Once in a while you actually see this administration doing something that clearly communicates that it has taken a look at the criticism hurled its way and concluded that the critics are right. Today we see one such circumstance. The Obama team has sacked Ronald L. Rodgers, the pardons attorney who took it as his mission effectively to insure that there were no pardons, even in the most appalling cases. In the end, however, only one thing can demonstrate a turn-around in this shameful corner of the misadministration of justice: and that is a steady stream of pardons, particularly covering cases of inequitable sentences, drug cases that has ended in long sentences for victimless crimes, but also in cases where there is copious evidence of serious misconduct by prosecutors that goes straight to the conviction.

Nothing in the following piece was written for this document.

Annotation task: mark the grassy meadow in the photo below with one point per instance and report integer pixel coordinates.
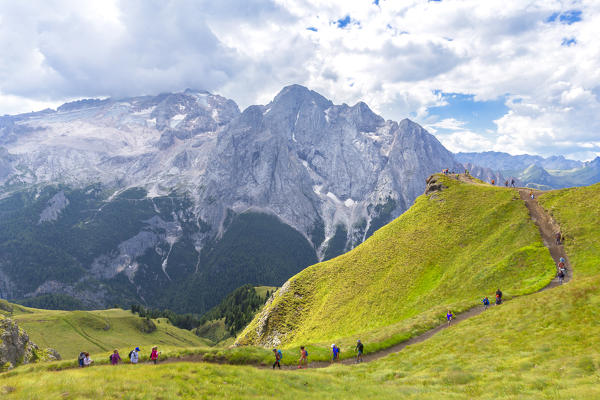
(447, 251)
(98, 332)
(540, 346)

And particularly in cases where political justice was meted out, like that of Don Siegelman.

Justice finally comes to the pardons office and perhaps to many inmates
04/23/14 12:49 PM—Updated 04/23/14 02:19 PM
By Dafna Linzer

The U.S. pardon attorney who withheld key information from the president in a high profile clemency case was removed from office Wednesday as the Obama administration announced a new pardons policy that could potentially allow hundreds of federal inmates to be freed early from prison.

The announcement by Deputy Attorney General James Cole caps more than a year of internal reviews by the White House and the Justice Department aimed at seeing the president exercise his pardons authority more aggressively and more fairly. An investigative series in 2011 showed significant race disparity in the awarding of presidential pardons and efforts by the pardons office to squelch opportunities for federal inmates serving unfair or overly long sentences.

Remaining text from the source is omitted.